Most of what made that particular Saturday miserable, even at Kings Island itself, was staff shortages. The government now empowered companies with lousy management to blame their terrible recruiting methods and high turnover on Covid instead of their internal problems. Covid had given everyone these days a free doctor’s excuse to get out of work, sit home on their lazy butts, and cry every time it rained outside. And that was the real problem. It had nothing to do with Covid being an actual danger. It was all about the government sticking its inefficient nose into the lives of businesses and ruining initiative and gumption, further eroding the work ethic of an already soft generation. Granted, the stories I told about my own experiences were extreme even back then, but they are unfathomable now. Nobody does those kinds of things because our work ethic has been virtually destroyed by a heavy government culture that has tampered too much with human initiative. And that is why I was furious getting those chicken nuggets at Wendy’s on a hot Saturday night in Kings Mills.

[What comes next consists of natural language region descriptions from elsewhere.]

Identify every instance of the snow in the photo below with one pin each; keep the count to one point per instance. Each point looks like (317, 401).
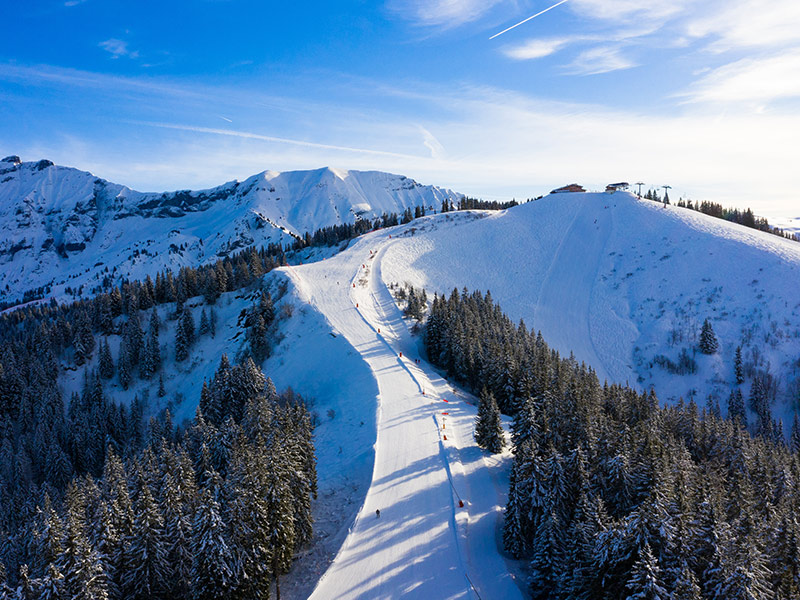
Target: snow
(613, 279)
(618, 281)
(423, 544)
(62, 227)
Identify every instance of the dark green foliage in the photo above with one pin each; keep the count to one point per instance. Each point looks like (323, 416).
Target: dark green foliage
(106, 363)
(219, 515)
(745, 217)
(257, 324)
(738, 369)
(488, 429)
(612, 496)
(708, 341)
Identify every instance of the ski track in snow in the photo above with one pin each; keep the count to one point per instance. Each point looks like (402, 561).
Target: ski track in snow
(424, 544)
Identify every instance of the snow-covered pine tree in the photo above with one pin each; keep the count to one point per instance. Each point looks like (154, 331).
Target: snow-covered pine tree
(84, 577)
(106, 363)
(146, 568)
(205, 326)
(181, 341)
(738, 369)
(646, 582)
(214, 562)
(708, 340)
(736, 409)
(488, 428)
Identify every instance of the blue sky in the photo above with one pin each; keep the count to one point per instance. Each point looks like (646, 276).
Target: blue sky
(703, 96)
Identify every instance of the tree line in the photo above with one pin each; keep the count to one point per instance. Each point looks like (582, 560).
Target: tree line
(611, 495)
(734, 215)
(215, 511)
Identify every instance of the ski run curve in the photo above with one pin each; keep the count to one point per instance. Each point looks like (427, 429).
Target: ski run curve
(440, 497)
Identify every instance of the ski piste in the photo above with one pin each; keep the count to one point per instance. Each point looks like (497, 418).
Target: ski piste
(440, 497)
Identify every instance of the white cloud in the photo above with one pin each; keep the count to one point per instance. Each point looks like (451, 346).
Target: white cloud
(748, 23)
(537, 48)
(599, 60)
(751, 80)
(118, 48)
(431, 143)
(498, 143)
(441, 13)
(625, 11)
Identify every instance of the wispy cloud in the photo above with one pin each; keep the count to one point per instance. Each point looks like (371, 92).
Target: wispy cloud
(431, 143)
(118, 48)
(441, 13)
(758, 81)
(280, 140)
(598, 60)
(748, 24)
(538, 48)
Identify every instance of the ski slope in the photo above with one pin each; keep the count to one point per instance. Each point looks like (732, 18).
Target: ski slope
(622, 283)
(440, 498)
(66, 230)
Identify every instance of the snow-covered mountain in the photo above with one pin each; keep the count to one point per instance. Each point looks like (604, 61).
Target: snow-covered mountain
(626, 284)
(61, 227)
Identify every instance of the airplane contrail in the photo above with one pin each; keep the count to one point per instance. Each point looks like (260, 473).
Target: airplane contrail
(529, 18)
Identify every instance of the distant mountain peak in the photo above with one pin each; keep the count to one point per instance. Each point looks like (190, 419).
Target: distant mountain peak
(62, 227)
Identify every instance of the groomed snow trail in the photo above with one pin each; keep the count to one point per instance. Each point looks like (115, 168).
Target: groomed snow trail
(424, 544)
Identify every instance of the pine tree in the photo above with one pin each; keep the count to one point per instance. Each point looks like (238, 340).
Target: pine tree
(736, 409)
(52, 585)
(146, 568)
(708, 341)
(84, 577)
(205, 326)
(488, 428)
(213, 566)
(738, 369)
(106, 363)
(645, 582)
(794, 440)
(188, 326)
(181, 342)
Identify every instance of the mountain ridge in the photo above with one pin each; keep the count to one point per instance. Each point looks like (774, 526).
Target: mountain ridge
(54, 220)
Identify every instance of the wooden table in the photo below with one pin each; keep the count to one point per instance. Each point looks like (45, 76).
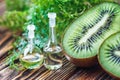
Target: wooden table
(68, 72)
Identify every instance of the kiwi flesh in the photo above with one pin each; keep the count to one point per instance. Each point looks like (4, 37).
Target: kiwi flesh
(84, 36)
(109, 55)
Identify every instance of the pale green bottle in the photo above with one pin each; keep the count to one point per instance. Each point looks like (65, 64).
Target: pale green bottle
(52, 50)
(31, 57)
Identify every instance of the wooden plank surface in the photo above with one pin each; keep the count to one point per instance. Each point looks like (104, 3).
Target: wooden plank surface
(68, 72)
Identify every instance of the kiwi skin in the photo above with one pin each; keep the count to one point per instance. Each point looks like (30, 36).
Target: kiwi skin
(86, 62)
(115, 77)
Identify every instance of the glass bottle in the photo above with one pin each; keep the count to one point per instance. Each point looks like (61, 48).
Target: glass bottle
(31, 57)
(52, 50)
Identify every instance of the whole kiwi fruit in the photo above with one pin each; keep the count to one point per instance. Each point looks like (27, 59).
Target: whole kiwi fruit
(109, 55)
(84, 36)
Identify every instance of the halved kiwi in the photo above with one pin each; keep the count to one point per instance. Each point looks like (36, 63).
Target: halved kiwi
(109, 55)
(84, 36)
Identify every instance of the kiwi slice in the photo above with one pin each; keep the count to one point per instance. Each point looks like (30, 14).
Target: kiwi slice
(109, 55)
(84, 36)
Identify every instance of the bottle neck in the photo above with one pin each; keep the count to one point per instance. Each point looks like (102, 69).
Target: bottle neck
(52, 35)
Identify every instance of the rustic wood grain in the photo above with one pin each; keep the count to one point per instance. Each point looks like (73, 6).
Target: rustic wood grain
(67, 72)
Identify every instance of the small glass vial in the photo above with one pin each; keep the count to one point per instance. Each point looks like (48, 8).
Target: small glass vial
(31, 57)
(52, 50)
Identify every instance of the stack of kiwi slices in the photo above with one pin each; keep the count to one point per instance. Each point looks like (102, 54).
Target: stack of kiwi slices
(109, 55)
(83, 38)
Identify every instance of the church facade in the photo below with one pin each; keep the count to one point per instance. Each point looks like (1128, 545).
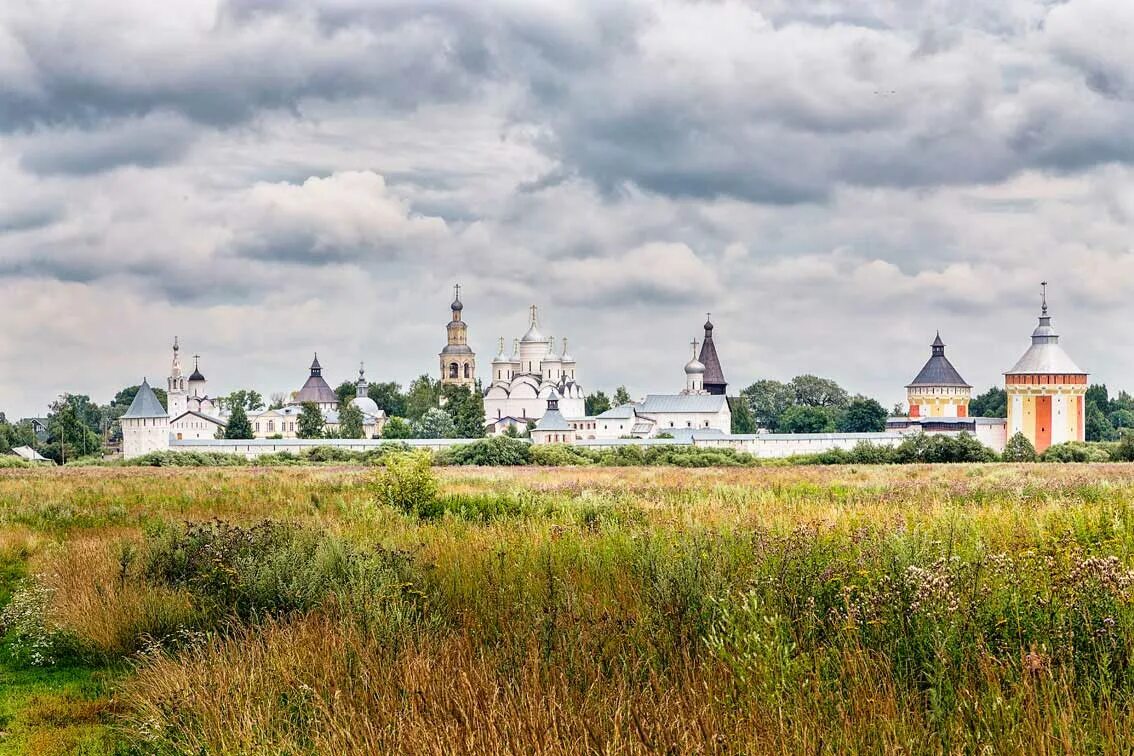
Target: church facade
(523, 382)
(1047, 390)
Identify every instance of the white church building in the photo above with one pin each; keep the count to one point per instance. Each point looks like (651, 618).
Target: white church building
(523, 382)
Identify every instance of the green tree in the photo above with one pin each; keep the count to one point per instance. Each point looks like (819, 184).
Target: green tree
(238, 425)
(992, 402)
(350, 422)
(813, 391)
(397, 427)
(389, 398)
(1018, 449)
(1125, 450)
(743, 422)
(346, 391)
(72, 423)
(806, 418)
(250, 399)
(466, 408)
(862, 415)
(1098, 426)
(768, 400)
(310, 423)
(436, 424)
(1122, 418)
(424, 395)
(595, 404)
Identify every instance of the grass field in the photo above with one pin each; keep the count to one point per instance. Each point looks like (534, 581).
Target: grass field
(914, 610)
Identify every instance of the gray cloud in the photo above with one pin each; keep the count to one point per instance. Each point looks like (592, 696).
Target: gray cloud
(834, 180)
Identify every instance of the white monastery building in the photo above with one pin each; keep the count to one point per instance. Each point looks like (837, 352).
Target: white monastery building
(524, 381)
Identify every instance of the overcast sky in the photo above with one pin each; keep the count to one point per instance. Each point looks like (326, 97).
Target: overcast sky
(835, 180)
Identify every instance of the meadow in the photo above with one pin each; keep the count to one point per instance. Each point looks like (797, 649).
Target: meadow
(406, 609)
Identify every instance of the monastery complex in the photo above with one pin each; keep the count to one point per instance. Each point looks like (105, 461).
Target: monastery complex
(535, 385)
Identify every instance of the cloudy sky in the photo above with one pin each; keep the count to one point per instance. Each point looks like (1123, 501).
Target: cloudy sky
(832, 179)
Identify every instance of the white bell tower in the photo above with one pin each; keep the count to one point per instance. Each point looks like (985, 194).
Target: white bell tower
(177, 385)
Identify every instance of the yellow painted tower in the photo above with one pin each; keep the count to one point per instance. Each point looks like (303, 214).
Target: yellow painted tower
(1047, 390)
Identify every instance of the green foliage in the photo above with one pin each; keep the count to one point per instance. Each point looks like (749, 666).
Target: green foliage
(1125, 450)
(310, 424)
(238, 425)
(406, 482)
(389, 398)
(434, 424)
(1018, 449)
(125, 398)
(424, 395)
(862, 415)
(992, 402)
(595, 404)
(466, 407)
(248, 399)
(1098, 427)
(350, 422)
(769, 400)
(743, 421)
(806, 418)
(917, 448)
(397, 427)
(496, 451)
(814, 391)
(1076, 451)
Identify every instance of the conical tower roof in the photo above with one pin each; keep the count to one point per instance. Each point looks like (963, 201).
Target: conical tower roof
(714, 376)
(145, 404)
(939, 371)
(1046, 356)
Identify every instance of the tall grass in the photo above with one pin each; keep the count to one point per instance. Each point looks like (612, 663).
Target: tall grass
(587, 610)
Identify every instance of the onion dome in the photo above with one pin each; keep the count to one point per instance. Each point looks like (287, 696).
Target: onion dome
(500, 359)
(196, 370)
(533, 331)
(1046, 356)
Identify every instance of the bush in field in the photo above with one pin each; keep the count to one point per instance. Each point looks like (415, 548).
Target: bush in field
(1018, 449)
(560, 455)
(1076, 451)
(269, 569)
(1124, 452)
(498, 451)
(406, 482)
(186, 459)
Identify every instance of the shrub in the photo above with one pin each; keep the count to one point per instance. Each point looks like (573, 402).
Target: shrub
(30, 636)
(1076, 451)
(558, 455)
(498, 451)
(1018, 449)
(407, 483)
(1124, 452)
(269, 569)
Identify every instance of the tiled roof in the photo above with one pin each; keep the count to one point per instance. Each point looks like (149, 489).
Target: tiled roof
(145, 405)
(682, 402)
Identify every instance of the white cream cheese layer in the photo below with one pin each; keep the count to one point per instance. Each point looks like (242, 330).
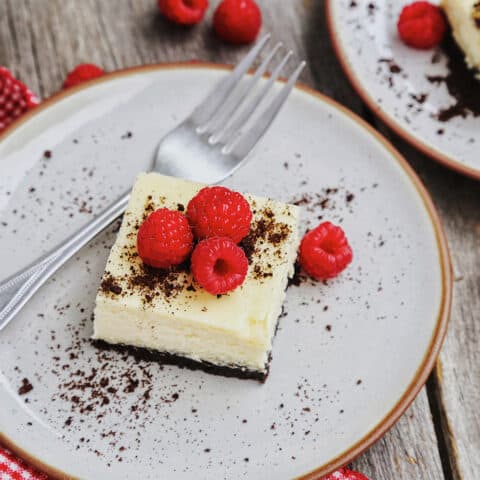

Even as I was about to blow my stack on the employees, I could only see in their eyes as they handed me the kid’s meals, defeated faces who were about to throw in the towel. There were no managers there that night that we could see. Nobody was being called in to help. There was no pressure from corporate to get their act straight and to do better. You know why, because now everyone could blame Covid for their problems. The government had given the lazy a new excuse that gave them a free pass, Covid. Anytime something wrong happened, everybody had to say “Covid,” and everyone was supposed to understand. Expectations were supposed to be tossed away, and we were all supposed to expect much less from our consumer experience.
Well, let me say this, I worked way too hard in my life to arrive at a point in time where I will ever accept the kind of lackluster effort I see these days. And Covid will never be an excuse. The government screwed up by injecting itself into our health and wellness for all kinds of duplicitous reasons. But if I can’t get my grandkids their chicken nuggets in a fast and productive way, then it’s war!